Kini itasha bisa dijumpai di kota-kota besar di Indonesia. Mereka tergabung dalam komunitas Itasha Indonesia, yang sudah berdiri selama dua tahun dengan 170 anggota. Kebanyakan mereka adalah “Generasi Dragonball”. Di Indonesia, menurut Edwin, Jakarta masih menjadi pusat alam semesta para itasha. Dia dan Michael menemukan “rakyat”-nya di acara-acara cosplay. "Rata-rata otaku semua," kata Aji Muhardifan, anggota Itasha Indonesia.
Di negara asalnya, otaku sering dikaitkan dengan kecanggungan sosial dan gagal menjadi anggota masyarakat yang bisa bersosialisasi. "Di Jepang banyak otaku tidak terbuka tentang kegiatannya karena takut akan reaksi sosial. Di Indonesia justru bisa berbaur dengan yang lain," ujar Edwin.

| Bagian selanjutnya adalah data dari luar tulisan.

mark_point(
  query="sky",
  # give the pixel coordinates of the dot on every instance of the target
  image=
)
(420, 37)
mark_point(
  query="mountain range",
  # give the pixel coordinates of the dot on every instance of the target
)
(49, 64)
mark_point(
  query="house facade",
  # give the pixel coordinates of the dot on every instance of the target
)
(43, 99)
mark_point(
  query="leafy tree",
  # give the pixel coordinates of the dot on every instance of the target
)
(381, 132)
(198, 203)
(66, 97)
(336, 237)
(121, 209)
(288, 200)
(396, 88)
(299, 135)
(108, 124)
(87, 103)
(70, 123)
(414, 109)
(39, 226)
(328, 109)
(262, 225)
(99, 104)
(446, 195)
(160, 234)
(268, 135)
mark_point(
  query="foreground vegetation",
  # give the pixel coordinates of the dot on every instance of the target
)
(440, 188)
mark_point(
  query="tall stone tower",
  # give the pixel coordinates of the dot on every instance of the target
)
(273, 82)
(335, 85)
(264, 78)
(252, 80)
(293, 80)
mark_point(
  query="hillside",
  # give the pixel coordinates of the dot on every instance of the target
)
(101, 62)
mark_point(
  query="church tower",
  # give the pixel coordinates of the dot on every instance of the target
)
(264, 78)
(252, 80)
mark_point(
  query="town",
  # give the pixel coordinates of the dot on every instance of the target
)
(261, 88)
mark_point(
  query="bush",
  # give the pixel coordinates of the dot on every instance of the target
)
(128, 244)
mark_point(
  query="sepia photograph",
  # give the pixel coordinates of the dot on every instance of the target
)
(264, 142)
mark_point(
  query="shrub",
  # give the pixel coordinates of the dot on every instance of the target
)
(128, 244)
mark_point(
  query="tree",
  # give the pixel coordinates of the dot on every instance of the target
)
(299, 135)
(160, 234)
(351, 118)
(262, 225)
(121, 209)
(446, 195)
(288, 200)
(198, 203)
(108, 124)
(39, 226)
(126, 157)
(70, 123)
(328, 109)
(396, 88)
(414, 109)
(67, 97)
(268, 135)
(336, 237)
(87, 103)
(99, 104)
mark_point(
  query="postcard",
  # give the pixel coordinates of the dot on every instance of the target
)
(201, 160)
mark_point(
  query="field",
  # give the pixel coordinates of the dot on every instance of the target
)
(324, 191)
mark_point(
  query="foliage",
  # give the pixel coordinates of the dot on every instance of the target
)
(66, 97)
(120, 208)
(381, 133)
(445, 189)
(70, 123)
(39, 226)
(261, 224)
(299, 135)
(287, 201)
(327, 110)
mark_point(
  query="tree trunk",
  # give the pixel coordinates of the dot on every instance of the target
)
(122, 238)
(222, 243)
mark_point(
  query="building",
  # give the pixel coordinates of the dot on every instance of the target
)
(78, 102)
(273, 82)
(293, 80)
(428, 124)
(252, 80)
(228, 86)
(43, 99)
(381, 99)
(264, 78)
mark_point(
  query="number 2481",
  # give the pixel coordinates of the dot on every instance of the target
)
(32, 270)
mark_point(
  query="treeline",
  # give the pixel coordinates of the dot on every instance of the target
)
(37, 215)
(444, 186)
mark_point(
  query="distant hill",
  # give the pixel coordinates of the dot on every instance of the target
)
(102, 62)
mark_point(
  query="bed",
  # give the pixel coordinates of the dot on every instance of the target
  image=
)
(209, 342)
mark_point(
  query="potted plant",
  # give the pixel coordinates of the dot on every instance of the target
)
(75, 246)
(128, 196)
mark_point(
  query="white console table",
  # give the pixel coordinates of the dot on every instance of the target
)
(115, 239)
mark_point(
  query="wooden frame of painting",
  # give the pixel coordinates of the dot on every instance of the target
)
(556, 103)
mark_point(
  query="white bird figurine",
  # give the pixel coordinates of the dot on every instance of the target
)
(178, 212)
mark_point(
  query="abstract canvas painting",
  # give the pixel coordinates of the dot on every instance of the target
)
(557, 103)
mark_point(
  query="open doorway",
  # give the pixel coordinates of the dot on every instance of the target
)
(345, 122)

Sebagai otaku, Aji senang bergabung dalam komunitas ini karena kegiatan dia dan rekan anggota lainnya relatif sama. Yang paling sering mereka lakukan adalah menonton anime. Setelah itu bermain video game atau berselancar di Internet dan forum tentang anime. “Tapi, yang pasti juga suka otomotif banget,” kata Aji.
Ketika mulai mengidentifikasi diri sebagai otaku, Aji mengaku bahwa hal yang membuatnya bergairah dalam hidupnya adalah Hatsune Miku, penyanyi virtual yang namanya kira-kira berarti “suara dari masa depan”. Hatsune adalah vocaloid atau program bernyanyi yang dirancang dengan komputer. "Dia cantik, seksi, bisa menari dan menyanyi," kata Aji, yang mendekorasi motor Honda CBR-nya dengan sosok Hatsune.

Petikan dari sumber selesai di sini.